Now tell the same story again, but this time add in something fantastical, something that didn’t happen and has no immediate connection to the context. A dragon soars in. Secret agents burst onto the scene. A hole in the ground opens up and swallows oncoming traffic. When finished now ask whether you’ve ever seen such a thing before in some other media, whether a movie, television or book. If nothing comes to mind, then ask whether the thing that happened is completely unrelated to anything else you’ve ever heard of. Notice that everything that happened was in some way related to something else, either directly or as some form of conglomeration or melding of multiple qualities.

The Biblical character Solomon is is said to have written in Ecclesiastes 1:9, “So there is nothing new under the sun.” This was the summation of a great deal of wallowing in pathos, but is not far off in itself. Every invention, every discovery, every idea and imagined future, rests squarely within the reciprocally interactive universe. Ralph Waldo Emerson said “In every work of genius we recognize our own rejected thoughts…” Each basket of being rests within another until the whole is held. Nothing stands alone. While this can be cause for celebration, this singularity of existence, the downside of it can promote despair if one defines creation as something wholly new.

This need to make something new, to create, is at the heart of how people often speak of their experiences. We express our stories and they feel new, or usually they do, contributing to the creation of our lives as if wholly brought into existence by the power of our imagination. This may be more easily understood if we shift perspective. When we go about our lives, quite often we do so without conscious engagement. We do our tasks, drive our cars, do our work and rarely trouble ourselves with active involvement. Some even jokingly take pride in “zoning out” and to do so is at times seen as a way of relaxation. Notice that when above you were telling your story, it was told as a projection of yourself, a completely different perspective than when it was occurring. When happening, the subject or “you” disappears into the background, only to re-emerge later when re-creating the experience. In other words, the subject perceives, it does not create.

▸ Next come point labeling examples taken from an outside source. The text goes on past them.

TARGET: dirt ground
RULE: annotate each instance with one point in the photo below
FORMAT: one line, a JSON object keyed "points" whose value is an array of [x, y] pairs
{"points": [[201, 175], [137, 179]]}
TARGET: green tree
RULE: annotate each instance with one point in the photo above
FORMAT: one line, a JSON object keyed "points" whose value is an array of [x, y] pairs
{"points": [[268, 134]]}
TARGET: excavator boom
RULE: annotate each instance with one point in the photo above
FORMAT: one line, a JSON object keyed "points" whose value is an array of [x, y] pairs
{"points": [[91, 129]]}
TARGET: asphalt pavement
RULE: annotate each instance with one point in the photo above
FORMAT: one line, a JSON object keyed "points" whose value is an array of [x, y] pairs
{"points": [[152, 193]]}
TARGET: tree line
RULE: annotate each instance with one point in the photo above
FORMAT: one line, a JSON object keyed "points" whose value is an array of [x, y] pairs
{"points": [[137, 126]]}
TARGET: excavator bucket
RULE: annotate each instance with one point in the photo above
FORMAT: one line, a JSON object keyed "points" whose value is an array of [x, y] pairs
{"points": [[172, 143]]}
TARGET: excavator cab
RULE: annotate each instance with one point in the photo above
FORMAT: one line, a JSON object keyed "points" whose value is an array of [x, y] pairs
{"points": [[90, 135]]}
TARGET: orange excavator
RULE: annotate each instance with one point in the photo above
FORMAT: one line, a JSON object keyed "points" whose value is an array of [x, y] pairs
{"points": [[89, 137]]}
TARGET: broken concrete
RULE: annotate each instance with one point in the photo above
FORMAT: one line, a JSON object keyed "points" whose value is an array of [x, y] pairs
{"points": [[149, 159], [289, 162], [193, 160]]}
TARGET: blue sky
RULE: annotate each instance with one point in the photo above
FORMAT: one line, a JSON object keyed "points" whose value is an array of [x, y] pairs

If we created from nothing the stories of our lives, there’d never be anything missed, nothing ever new. Let’s go back again to the personal story. When asked to recall, there are any number of things that may be remembered that at the time were not noticed. These things didn’t just pop into existence, they were there all along, they simply didn’t register within the trajectory of the experience. How often have you been going along in life when someone else points out something that had been missed? There’s a pause, a hesitation, then if one is open to it, a revelatory feeling.

Here is the power of expanded awareness. When we intitially consider reality as a singularity, everything that is capable of being perceived is available. Due to various restrictions from the biological to the cognitive to the cultural, however, there are any number of items that simply do not fall into consciousness. While this can be distressing when staring at a school test or having an item suddenly “appear” from seemingly nowhere, like when driving, there is in fact a great deal of freedom to be found.

Every shift in perspective opens up new vistas of experience, making the resting potential in the singularity of existence actualized in ways that may be shocking and appear brand new. And they certainly are new, in so far as our perception is concerned, but their potential was always there, waiting to be pieced together. There is found the joy of discovery, the exuberance in exploration. There is also found the compassion of acknowledging the limitations of ourselves and others, of not judging when someone doesn’t see what we see.

From politics to religion, humanity seems determined to be adversarial. If we switch from creation to perception, then we shift from different realities smashing into one another to a need for a broader awareness of what is open to all. When we dwell in singularity and consider all perceptions as parts of that whole, then dialogue and mutual expansion are possible.